What Risk Does Debt Bring?

Debt is a tool to help businesses grow, but if a business is incapable of paying off its lenders, then it exists at their mercy. Ultimately, if the company can't fulfill its legal obligations to repay debt, shareholders could walk away with nothing. However, a more usual (but still expensive) situation is where a company must dilute shareholders at a cheap share price simply to get debt under control. Of course, plenty of companies use debt to fund growth, without any negative consequences. The first step when considering a company's debt levels is to consider its cash and debt together.

Check out our latest analysis for ATOSS Software

What Is ATOSS Software's Net Debt?

As you can see below, ATOSS Software had €10.3m of debt, at December 2022, which is about the same as the year before. You can click the chart for greater detail. But on the other hand it also has €50.6m in cash, leading to a €40.3m net cash position.

debt-equity-history-analysis
XTRA:AOF Debt to Equity History June 2nd 2023

How Strong Is ATOSS Software's Balance Sheet?

The latest balance sheet data shows that ATOSS Software had liabilities of €28.6m due within a year, and liabilities of €14.2m falling due after that. Offsetting these obligations, it had cash of €50.6m as well as receivables valued at €15.6m due within 12 months. So it actually has €23.4m more liquid assets than total liabilities.

Having regard to ATOSS Software's size, it seems that its liquid assets are well balanced with its total liabilities. So it's very unlikely that the €1.65b company is short on cash, but still worth keeping an eye on the balance sheet. Succinctly put, ATOSS Software boasts net cash, so it's fair to say it does not have a heavy debt load!

In addition to that, we're happy to report that ATOSS Software has boosted its EBIT by 34%, thus reducing the spectre of future debt repayments. The balance sheet is clearly the area to focus on when you are analysing debt. But it is future earnings, more than anything, that will determine ATOSS Software's ability to maintain a healthy balance sheet going forward. So if you're focused on the future you can check out this free report showing analyst profit forecasts.

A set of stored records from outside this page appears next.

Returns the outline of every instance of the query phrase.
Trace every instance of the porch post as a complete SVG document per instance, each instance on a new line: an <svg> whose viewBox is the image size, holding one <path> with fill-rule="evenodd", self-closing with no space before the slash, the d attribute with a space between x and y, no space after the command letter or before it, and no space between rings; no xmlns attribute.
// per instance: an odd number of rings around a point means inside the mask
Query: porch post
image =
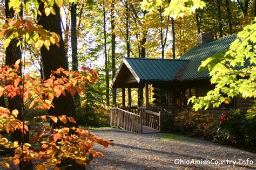
<svg viewBox="0 0 256 170"><path fill-rule="evenodd" d="M123 88L122 89L122 102L123 107L125 107L125 88Z"/></svg>
<svg viewBox="0 0 256 170"><path fill-rule="evenodd" d="M145 83L145 94L146 96L145 105L146 107L149 107L149 84L147 83Z"/></svg>

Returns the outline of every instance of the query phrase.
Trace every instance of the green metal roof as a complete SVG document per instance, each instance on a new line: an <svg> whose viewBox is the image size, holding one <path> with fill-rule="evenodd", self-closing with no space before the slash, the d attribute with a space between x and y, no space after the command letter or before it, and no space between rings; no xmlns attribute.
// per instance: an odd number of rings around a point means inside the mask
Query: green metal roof
<svg viewBox="0 0 256 170"><path fill-rule="evenodd" d="M127 58L126 66L132 69L141 81L170 81L188 60ZM128 65L128 66L127 66ZM129 68L130 67L130 68Z"/></svg>
<svg viewBox="0 0 256 170"><path fill-rule="evenodd" d="M207 70L198 72L201 62L215 53L227 49L231 42L237 38L236 34L223 37L192 48L179 59L190 60L184 69L181 80L191 80L210 77Z"/></svg>
<svg viewBox="0 0 256 170"><path fill-rule="evenodd" d="M125 79L130 80L131 83L139 83L154 81L208 79L208 70L198 72L201 62L215 53L224 52L236 38L237 35L233 34L194 47L177 60L124 58L113 80L112 86L120 88L119 86L124 85L122 82ZM247 60L244 66L236 67L234 69L241 69L250 65L250 60ZM122 73L118 75L120 72ZM127 74L130 74L133 79L131 80ZM126 83L129 83L128 82Z"/></svg>

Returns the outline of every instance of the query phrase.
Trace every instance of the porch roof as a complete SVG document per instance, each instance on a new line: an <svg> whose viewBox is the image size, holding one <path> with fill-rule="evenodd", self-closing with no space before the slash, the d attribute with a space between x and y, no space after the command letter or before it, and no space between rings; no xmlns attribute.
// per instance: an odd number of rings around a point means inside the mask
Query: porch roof
<svg viewBox="0 0 256 170"><path fill-rule="evenodd" d="M127 58L123 60L112 88L139 88L145 82L171 81L188 60ZM141 86L140 86L141 85Z"/></svg>

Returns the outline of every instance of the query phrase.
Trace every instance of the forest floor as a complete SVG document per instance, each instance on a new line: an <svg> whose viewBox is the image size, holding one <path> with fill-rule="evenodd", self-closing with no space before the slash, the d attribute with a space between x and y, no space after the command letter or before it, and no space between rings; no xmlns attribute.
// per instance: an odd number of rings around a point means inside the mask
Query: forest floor
<svg viewBox="0 0 256 170"><path fill-rule="evenodd" d="M97 150L105 155L96 158L88 168L155 169L191 168L235 168L256 169L256 154L209 141L166 133L139 134L121 129L104 128L90 132L105 139L113 140L115 145ZM252 160L250 165L187 165L178 164L196 160ZM176 160L177 159L177 160ZM251 162L251 163L252 162ZM239 162L238 162L239 163Z"/></svg>

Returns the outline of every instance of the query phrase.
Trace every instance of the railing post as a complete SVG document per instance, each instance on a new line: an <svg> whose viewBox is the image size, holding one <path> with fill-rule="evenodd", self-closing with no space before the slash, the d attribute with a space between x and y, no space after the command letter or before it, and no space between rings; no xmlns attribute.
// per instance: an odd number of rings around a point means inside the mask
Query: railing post
<svg viewBox="0 0 256 170"><path fill-rule="evenodd" d="M163 132L163 111L159 111L159 131Z"/></svg>
<svg viewBox="0 0 256 170"><path fill-rule="evenodd" d="M143 112L142 111L139 112L139 132L140 133L142 133L143 132L143 129L142 129L142 117L143 117Z"/></svg>

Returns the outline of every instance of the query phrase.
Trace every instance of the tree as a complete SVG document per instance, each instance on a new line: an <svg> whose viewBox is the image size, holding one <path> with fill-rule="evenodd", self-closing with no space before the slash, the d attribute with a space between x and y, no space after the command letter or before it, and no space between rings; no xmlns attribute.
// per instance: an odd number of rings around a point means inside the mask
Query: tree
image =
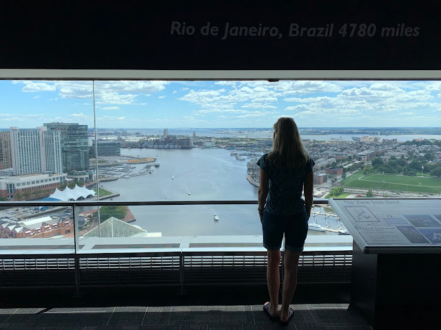
<svg viewBox="0 0 441 330"><path fill-rule="evenodd" d="M426 158L427 160L433 160L435 159L435 154L433 153L425 153L424 158Z"/></svg>
<svg viewBox="0 0 441 330"><path fill-rule="evenodd" d="M441 167L437 167L436 168L433 169L429 174L433 177L441 177Z"/></svg>
<svg viewBox="0 0 441 330"><path fill-rule="evenodd" d="M373 166L375 166L376 165L382 165L383 164L383 161L379 157L376 157L373 160L372 160Z"/></svg>

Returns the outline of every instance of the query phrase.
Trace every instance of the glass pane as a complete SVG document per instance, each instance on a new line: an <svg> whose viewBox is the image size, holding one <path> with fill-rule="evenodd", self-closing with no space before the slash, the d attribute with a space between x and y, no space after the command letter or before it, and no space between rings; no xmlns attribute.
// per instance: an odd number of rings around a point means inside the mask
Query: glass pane
<svg viewBox="0 0 441 330"><path fill-rule="evenodd" d="M0 199L23 202L0 211L1 237L10 239L1 244L7 253L72 252L72 208L25 202L93 195L74 189L95 179L88 142L92 81L1 80L0 87Z"/></svg>
<svg viewBox="0 0 441 330"><path fill-rule="evenodd" d="M39 206L4 208L0 210L0 237L3 239L0 240L0 248L5 254L72 252L74 248L72 208Z"/></svg>

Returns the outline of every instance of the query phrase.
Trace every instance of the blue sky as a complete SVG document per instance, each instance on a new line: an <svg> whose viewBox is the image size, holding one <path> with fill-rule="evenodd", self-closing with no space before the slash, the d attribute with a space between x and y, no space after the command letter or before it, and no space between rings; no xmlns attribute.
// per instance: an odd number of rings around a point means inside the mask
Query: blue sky
<svg viewBox="0 0 441 330"><path fill-rule="evenodd" d="M438 81L96 81L98 128L441 126ZM94 126L92 81L0 81L0 128Z"/></svg>

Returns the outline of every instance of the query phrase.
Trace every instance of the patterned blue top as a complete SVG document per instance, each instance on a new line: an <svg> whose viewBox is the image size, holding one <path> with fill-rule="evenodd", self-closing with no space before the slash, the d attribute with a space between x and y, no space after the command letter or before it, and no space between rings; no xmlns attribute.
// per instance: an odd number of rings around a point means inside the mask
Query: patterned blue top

Finally, while the tax-man may adore accounting profits, lenders only accept cold hard cash. ATOSS Software may have net cash on the balance sheet, but it is still interesting to look at how well the business converts its earnings before interest and tax (EBIT) to free cash flow, because that will influence both its need for, and its capacity to manage debt. During the last three years, ATOSS Software produced sturdy free cash flow equating to 78% of its EBIT, about what we'd expect. This free cash flow puts the company in a good position to pay down debt, when appropriate.

Summing Up

While we empathize with investors who find debt concerning, you should keep in mind that ATOSS Software has net cash of €40.3m, as well as more liquid assets than liabilities. And it impressed us with its EBIT growth of 34% over the last year. So we don't think ATOSS Software's use of debt is risky. Over time, share prices tend to follow earnings per share, so if you're interested in ATOSS Software, you may well want to click here to check an interactive graph of its earnings per share history.

When all is said and done, sometimes its easier to focus on companies that don't even need debt. Readers can access a list of growth stocks with zero net debt 100% free, right now.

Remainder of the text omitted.